My take on combining SvelteKit static build with a separate API backend

I’ve been thinking about different ways to set up web apps lately. There’s always talk about finding the right combo of frontend and backend tech. I think I stumbled onto something pretty good.

What I’m doing is using SvelteKit with the static adapter plus whatever backend I want (like Go or Rust).

Why this works well for me:

  • I still get all the nice SvelteKit features during development. File routing, load functions, good dev tools, and other cool stuff they keep adding. But I don’t need to worry about running Node servers in production.
  • When I build everything, it just becomes a regular SPA with basic HTML, CSS and JavaScript files.
  • My backend only needs to handle API calls and serve static files. I can even pack the whole frontend into one Go executable which makes deployment super easy.

It seems like I get the good parts of modern frontend development but keep things simple when it’s time to deploy. The frontend and backend stay separate which I really like.

Anyone else tried something similar? Curious what others think about this approach.
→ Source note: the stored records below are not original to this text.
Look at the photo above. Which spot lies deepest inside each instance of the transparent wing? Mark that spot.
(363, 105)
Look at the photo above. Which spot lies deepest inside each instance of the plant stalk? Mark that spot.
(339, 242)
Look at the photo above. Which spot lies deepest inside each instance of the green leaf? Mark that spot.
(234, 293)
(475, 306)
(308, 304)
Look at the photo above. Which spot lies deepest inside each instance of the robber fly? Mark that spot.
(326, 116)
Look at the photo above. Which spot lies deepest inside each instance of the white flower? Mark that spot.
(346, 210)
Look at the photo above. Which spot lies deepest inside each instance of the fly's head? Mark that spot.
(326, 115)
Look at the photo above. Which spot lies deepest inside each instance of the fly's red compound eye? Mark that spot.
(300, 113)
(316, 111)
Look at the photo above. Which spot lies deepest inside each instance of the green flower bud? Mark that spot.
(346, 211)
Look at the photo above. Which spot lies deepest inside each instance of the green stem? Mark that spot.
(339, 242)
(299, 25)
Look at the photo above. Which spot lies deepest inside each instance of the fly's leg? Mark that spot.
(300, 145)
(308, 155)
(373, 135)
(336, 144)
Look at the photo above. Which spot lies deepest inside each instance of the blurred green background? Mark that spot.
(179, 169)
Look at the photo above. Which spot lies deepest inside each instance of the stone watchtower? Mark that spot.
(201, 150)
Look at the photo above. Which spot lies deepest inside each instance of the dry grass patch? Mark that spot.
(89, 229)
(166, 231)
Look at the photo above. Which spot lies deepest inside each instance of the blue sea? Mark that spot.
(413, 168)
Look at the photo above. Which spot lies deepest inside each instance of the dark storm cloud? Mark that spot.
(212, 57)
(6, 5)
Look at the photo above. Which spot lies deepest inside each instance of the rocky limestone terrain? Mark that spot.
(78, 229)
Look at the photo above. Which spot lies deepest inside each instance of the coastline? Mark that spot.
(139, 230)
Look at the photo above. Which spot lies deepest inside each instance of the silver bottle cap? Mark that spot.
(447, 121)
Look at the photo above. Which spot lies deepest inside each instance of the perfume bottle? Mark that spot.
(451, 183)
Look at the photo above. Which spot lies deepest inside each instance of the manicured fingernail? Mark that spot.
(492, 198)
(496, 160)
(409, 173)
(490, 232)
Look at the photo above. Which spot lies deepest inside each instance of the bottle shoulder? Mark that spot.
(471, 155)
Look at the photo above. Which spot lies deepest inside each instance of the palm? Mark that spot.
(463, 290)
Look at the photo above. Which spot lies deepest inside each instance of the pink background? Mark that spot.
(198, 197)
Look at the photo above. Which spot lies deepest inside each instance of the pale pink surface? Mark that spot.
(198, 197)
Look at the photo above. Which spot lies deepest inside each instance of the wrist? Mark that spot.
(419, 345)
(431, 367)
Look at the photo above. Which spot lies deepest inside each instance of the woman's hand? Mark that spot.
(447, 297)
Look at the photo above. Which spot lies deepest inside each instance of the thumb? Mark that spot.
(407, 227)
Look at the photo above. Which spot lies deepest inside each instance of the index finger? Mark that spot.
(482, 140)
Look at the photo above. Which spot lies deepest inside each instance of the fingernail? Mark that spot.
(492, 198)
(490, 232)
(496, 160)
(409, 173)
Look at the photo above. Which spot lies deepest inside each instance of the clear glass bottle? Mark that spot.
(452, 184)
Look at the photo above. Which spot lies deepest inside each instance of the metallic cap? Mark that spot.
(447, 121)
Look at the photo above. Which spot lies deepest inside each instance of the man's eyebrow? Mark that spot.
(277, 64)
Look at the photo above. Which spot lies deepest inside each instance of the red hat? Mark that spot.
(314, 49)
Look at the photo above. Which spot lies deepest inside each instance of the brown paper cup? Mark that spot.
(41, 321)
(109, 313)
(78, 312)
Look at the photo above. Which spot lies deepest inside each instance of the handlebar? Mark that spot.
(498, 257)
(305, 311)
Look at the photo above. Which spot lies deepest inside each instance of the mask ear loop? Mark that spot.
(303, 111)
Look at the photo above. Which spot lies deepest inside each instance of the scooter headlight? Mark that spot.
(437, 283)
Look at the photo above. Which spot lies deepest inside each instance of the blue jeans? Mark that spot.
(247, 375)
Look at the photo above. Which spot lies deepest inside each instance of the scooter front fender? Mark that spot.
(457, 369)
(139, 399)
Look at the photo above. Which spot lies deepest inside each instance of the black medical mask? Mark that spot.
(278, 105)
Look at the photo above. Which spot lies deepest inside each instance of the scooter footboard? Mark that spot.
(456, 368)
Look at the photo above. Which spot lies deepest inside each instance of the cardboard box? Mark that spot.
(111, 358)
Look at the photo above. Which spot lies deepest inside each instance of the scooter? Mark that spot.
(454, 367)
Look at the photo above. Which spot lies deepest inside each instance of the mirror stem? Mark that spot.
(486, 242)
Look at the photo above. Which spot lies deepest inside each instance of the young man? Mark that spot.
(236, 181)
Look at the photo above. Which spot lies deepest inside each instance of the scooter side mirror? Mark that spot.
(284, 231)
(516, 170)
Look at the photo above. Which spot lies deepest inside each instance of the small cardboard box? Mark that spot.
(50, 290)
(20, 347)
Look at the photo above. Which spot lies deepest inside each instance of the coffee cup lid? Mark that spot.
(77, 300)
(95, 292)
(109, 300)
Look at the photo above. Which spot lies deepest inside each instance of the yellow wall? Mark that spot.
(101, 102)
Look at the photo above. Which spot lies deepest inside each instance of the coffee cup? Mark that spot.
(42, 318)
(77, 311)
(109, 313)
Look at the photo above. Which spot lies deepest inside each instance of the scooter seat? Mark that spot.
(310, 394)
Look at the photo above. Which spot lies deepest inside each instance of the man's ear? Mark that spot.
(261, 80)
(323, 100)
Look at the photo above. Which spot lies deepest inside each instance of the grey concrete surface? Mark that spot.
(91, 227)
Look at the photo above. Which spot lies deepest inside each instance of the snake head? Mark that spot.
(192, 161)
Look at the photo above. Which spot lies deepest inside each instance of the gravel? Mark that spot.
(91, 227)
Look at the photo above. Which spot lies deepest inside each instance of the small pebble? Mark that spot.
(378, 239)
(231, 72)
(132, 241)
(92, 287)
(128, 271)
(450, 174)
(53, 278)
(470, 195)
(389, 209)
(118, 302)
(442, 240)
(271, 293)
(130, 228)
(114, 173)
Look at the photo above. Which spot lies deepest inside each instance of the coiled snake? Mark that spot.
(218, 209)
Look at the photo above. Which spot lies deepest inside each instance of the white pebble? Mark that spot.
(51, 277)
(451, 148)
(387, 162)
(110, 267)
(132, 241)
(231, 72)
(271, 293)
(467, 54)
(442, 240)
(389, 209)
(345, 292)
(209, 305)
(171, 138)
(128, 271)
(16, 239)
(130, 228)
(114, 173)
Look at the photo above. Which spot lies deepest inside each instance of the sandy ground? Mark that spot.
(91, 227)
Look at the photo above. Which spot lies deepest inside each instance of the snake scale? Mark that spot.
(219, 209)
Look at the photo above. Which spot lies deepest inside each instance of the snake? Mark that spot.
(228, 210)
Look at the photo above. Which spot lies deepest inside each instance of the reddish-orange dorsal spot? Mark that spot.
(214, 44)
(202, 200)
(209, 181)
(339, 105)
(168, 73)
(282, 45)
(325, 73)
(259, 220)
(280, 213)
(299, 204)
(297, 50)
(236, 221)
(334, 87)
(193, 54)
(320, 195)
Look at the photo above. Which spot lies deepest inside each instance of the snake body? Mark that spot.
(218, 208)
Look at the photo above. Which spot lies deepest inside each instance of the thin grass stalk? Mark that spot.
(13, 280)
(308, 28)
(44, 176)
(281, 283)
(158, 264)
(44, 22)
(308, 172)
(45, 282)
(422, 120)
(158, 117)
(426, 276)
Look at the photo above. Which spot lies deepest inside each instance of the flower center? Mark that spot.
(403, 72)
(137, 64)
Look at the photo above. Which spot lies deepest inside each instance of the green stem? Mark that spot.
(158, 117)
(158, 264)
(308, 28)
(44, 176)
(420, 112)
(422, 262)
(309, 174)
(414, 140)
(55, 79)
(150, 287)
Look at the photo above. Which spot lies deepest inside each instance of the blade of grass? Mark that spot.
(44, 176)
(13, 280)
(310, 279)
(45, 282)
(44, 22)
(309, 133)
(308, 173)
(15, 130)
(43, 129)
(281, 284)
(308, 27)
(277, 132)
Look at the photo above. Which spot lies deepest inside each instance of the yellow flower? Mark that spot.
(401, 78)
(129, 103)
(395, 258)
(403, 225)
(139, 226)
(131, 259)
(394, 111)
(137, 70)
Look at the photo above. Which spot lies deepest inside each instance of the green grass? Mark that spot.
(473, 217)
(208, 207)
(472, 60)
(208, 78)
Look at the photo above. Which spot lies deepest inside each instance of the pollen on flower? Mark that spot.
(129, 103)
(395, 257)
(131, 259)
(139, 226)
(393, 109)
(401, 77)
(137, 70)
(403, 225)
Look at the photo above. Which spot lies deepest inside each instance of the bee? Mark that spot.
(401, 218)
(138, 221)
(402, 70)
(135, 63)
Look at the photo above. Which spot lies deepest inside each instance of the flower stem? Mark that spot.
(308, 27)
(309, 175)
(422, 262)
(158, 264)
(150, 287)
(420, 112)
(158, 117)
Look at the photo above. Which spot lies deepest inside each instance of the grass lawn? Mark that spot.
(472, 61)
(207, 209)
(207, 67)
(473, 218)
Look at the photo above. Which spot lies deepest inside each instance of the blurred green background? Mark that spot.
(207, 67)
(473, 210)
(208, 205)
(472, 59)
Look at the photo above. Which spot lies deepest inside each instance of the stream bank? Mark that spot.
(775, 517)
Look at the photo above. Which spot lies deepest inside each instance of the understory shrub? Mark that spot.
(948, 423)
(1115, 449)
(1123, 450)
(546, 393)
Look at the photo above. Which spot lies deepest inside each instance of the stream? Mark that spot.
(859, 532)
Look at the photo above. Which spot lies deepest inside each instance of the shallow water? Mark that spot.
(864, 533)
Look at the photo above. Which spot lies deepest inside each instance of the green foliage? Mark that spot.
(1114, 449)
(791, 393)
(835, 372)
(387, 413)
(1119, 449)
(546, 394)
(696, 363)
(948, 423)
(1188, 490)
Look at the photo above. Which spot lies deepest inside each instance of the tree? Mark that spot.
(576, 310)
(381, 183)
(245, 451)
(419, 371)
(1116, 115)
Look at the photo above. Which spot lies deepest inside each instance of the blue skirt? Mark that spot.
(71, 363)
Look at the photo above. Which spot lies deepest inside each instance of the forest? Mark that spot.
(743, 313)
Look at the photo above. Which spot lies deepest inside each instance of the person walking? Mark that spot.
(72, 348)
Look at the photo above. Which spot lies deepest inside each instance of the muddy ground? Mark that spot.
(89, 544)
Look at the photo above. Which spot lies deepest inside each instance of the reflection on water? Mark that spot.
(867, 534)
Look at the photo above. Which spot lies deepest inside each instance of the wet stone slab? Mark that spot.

I’ve been running this exact setup for two years - SvelteKit static builds + Python FastAPI backend. The deployment simplicity blows full-stack frameworks out of the water. What’s great is how it scales: static assets go on a CDN, API runs separately, and performance is excellent. You can also version your API independently from frontend releases. The main downside? You lose SvelteKit’s server-side stuff like form actions and SSR. But for most apps, the deployment benefits are totally worth it.

Nice approach! I’m doing something similar with SvelteKit static + Node Express API. CORS caught me off guard when the frontend and backend were on different domains. I miss SvelteKit’s built-in form validation, but the deployment simplicity makes up for it.

that’s interesting! any issues with spa routing when serving from your go backend? like if users refresh on a nested route - does go handle it gracefully or did you need special routing logic?